Since Milan, Rome, and several grain‑producing centres in the Po Valley and along the Adriatic coast did not import Black Sea grain in 1347 and 1348, they saw little or no plague in that initial phase.

On the surface, this all makes sense, but the study authors admit there are a few holes that need to be plugged. Most importantly, the volcano itself remains unidentified. Ice cores clearly show a large sulphur injection around 1345, and written accounts of darkened skies support the idea of a major eruption, but there is no agreement yet on which volcano was responsible. 

Moreover, medieval observation and centuries-old archival records are limited and patchy at best. It is unclear if proper records were kept, and written accounts have gone missing over the years. The apparent absence of Black Sea grain imports or early plague in some towns may reflect missing documents rather than be evidence for Asian grain shipments and killer bacteria making the rounds.

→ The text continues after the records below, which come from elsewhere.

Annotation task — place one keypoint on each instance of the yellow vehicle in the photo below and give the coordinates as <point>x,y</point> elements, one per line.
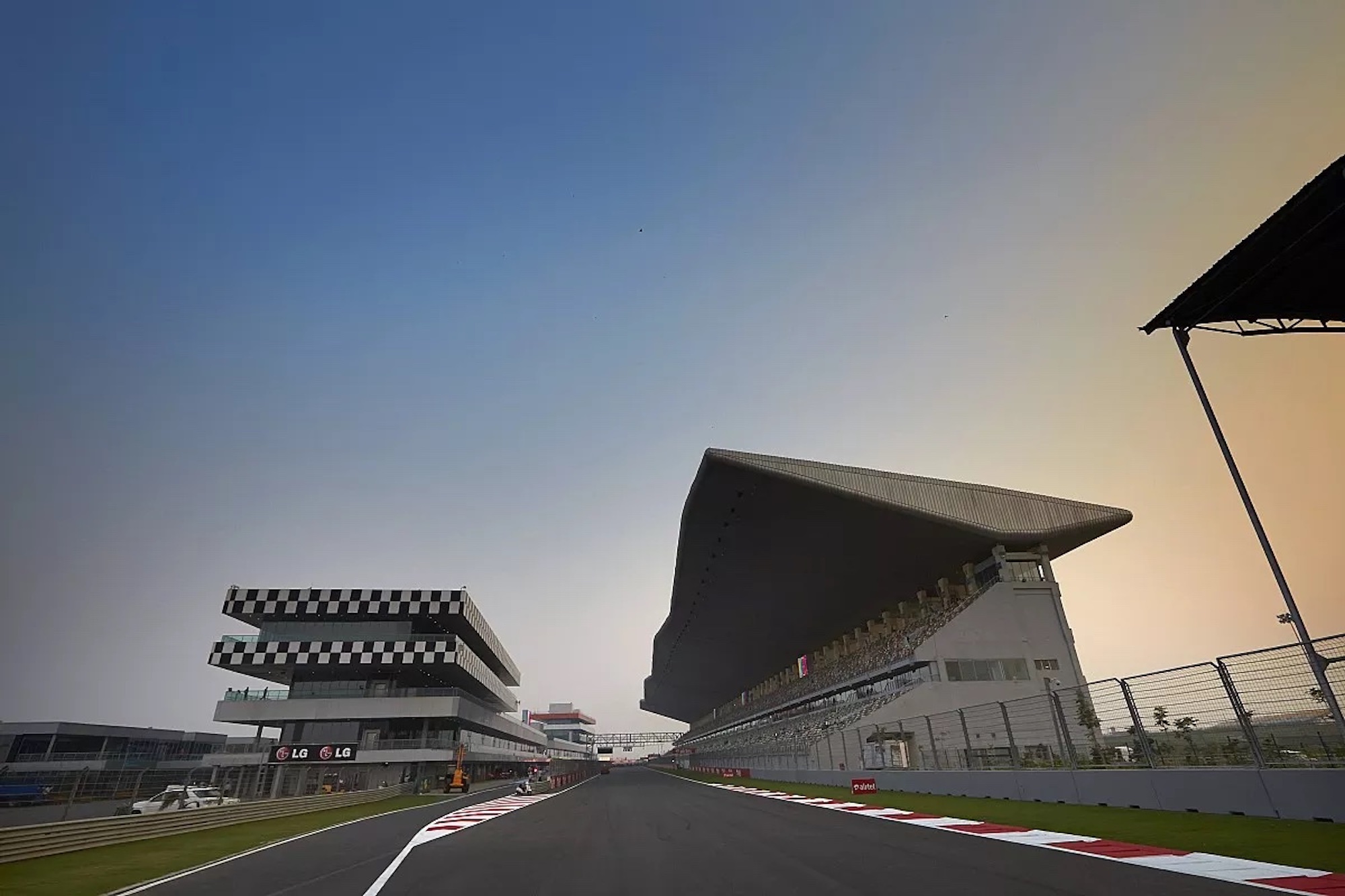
<point>459,780</point>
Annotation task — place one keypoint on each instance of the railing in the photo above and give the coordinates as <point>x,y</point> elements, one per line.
<point>33,841</point>
<point>108,756</point>
<point>283,693</point>
<point>1256,709</point>
<point>411,743</point>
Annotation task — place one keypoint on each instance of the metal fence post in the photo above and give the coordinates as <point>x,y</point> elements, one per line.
<point>75,788</point>
<point>1141,735</point>
<point>934,747</point>
<point>1065,731</point>
<point>1243,719</point>
<point>1013,747</point>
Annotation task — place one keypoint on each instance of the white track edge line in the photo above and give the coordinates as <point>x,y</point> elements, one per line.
<point>407,850</point>
<point>953,830</point>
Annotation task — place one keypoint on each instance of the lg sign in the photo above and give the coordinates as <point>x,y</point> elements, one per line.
<point>313,754</point>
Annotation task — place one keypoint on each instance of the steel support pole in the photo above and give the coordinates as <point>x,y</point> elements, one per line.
<point>934,747</point>
<point>966,737</point>
<point>1243,719</point>
<point>1315,661</point>
<point>1013,747</point>
<point>1141,735</point>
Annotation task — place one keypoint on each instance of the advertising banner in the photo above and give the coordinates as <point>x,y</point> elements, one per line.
<point>298,754</point>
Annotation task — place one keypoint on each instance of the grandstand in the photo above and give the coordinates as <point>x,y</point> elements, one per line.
<point>812,596</point>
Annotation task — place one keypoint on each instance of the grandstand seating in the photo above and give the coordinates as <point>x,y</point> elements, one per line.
<point>880,645</point>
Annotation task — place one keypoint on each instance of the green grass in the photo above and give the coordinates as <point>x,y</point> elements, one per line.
<point>1270,840</point>
<point>91,872</point>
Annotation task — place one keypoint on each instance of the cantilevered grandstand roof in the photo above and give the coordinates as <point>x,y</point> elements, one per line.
<point>778,556</point>
<point>1284,278</point>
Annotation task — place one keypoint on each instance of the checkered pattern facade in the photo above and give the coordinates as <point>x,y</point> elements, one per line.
<point>313,604</point>
<point>333,653</point>
<point>248,655</point>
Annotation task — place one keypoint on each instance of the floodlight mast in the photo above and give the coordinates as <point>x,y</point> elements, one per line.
<point>1316,661</point>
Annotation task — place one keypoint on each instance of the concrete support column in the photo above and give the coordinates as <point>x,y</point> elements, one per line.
<point>275,784</point>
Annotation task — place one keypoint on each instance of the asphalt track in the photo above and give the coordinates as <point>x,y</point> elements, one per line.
<point>640,831</point>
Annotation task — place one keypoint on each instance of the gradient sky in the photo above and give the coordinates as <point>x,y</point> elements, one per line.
<point>426,295</point>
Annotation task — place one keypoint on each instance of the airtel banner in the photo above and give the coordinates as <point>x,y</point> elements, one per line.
<point>291,754</point>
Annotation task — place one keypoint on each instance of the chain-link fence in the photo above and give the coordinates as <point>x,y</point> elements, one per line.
<point>1261,708</point>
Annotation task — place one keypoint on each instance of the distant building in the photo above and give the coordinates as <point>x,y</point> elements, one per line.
<point>568,729</point>
<point>64,745</point>
<point>41,763</point>
<point>368,686</point>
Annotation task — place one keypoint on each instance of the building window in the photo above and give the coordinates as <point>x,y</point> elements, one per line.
<point>987,669</point>
<point>1026,571</point>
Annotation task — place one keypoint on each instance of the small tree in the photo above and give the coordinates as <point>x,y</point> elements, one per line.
<point>1184,727</point>
<point>1089,720</point>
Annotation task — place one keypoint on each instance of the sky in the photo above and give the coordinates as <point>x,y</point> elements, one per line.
<point>424,295</point>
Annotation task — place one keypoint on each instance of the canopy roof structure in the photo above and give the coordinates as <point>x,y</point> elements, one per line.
<point>777,556</point>
<point>1285,278</point>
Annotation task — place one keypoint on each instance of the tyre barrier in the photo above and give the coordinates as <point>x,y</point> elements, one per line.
<point>36,841</point>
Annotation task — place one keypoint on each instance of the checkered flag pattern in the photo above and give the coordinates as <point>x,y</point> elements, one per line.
<point>299,604</point>
<point>334,653</point>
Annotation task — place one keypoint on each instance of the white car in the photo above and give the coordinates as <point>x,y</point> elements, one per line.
<point>178,798</point>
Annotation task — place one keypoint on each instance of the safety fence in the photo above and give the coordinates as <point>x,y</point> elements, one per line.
<point>34,841</point>
<point>1256,709</point>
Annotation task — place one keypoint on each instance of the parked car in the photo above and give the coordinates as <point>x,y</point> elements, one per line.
<point>176,798</point>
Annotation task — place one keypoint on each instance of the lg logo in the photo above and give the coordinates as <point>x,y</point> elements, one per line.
<point>313,752</point>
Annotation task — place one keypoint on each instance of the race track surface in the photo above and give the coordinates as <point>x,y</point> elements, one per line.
<point>640,831</point>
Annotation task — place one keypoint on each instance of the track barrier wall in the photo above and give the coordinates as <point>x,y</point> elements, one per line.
<point>1317,794</point>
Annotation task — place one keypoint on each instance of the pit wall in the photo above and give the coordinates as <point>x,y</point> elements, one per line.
<point>1276,792</point>
<point>571,771</point>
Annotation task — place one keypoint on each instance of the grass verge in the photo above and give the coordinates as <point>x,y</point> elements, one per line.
<point>1270,840</point>
<point>91,872</point>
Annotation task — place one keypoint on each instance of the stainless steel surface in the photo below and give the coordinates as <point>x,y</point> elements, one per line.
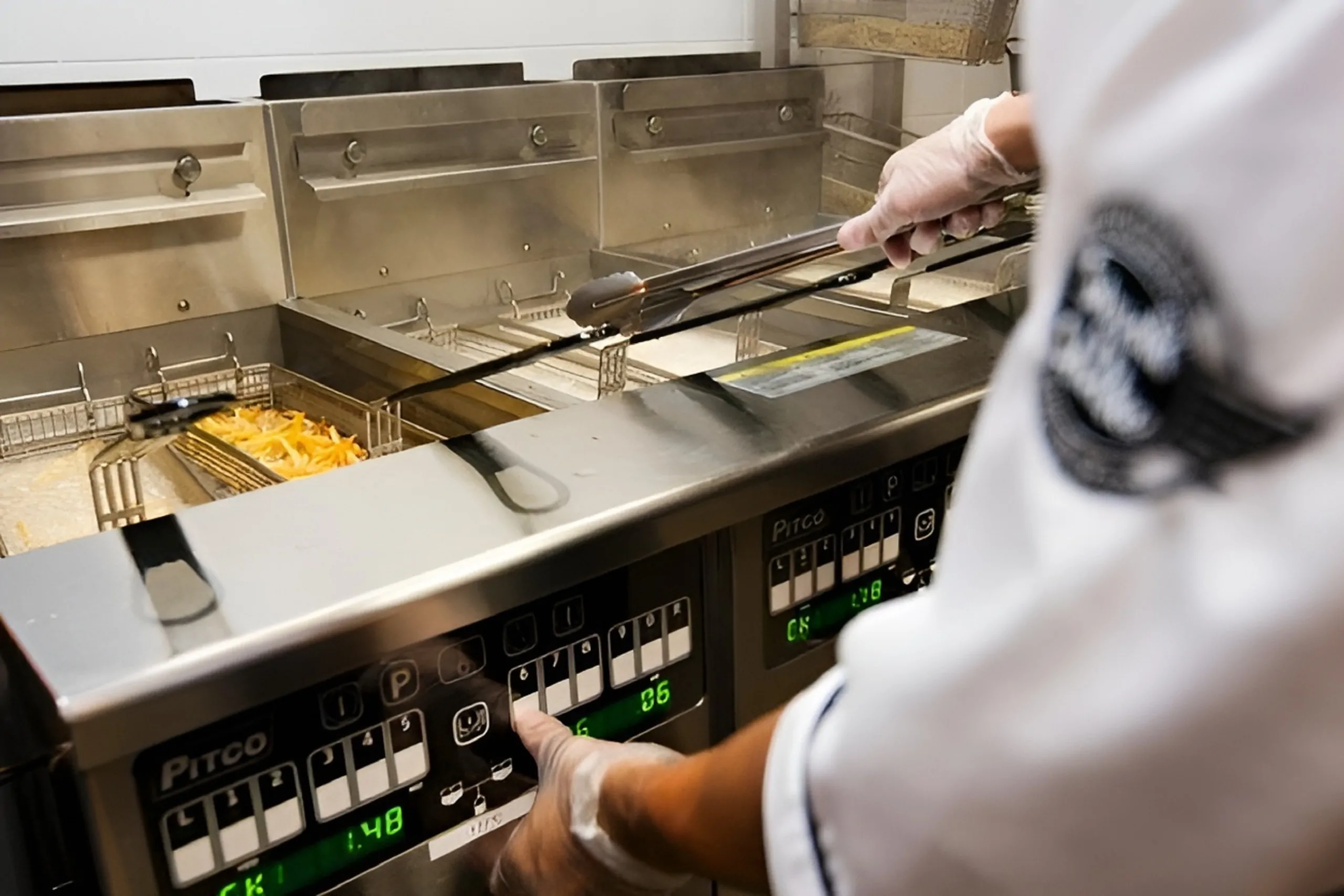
<point>101,231</point>
<point>723,155</point>
<point>447,182</point>
<point>967,31</point>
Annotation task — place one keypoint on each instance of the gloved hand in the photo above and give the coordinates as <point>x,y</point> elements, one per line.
<point>560,849</point>
<point>937,183</point>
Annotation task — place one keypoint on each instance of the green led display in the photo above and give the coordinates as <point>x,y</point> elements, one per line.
<point>824,618</point>
<point>316,863</point>
<point>628,714</point>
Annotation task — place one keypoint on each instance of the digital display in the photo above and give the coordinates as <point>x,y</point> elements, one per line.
<point>322,859</point>
<point>631,712</point>
<point>824,618</point>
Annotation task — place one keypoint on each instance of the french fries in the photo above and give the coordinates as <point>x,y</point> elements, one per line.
<point>288,442</point>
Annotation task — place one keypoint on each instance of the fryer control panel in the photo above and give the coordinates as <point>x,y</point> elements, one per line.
<point>313,789</point>
<point>834,555</point>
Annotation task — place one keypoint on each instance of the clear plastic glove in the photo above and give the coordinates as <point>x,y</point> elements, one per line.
<point>560,849</point>
<point>937,183</point>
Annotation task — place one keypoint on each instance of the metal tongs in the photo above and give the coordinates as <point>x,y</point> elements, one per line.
<point>652,308</point>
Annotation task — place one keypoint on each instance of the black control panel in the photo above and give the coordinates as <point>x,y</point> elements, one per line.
<point>311,790</point>
<point>836,554</point>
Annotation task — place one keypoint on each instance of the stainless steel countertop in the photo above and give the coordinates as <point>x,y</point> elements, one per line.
<point>326,574</point>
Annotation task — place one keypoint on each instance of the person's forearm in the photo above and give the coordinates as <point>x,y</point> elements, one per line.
<point>701,815</point>
<point>1011,128</point>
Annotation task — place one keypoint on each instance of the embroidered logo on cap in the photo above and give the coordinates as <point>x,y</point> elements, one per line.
<point>1139,388</point>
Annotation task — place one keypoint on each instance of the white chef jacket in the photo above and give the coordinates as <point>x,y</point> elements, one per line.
<point>1102,692</point>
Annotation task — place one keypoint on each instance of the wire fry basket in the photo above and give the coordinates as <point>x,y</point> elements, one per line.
<point>965,31</point>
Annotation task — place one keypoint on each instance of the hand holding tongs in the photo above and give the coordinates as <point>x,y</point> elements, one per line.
<point>652,308</point>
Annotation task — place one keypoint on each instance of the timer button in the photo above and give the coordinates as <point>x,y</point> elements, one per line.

The authors are cautious on these points, stressing that they are reconstructing the “most likely” pathway rather than claiming a single proven cause. Still, as with any investigation, the collection of climate data, food prices, political decisions and the geography of early outbreaks all point in the same direction. It’s not a smoking gun, but it is a tightly argued scenario of how climate, trade and disease intertwined to produce one of the greatest crises in medieval Europe.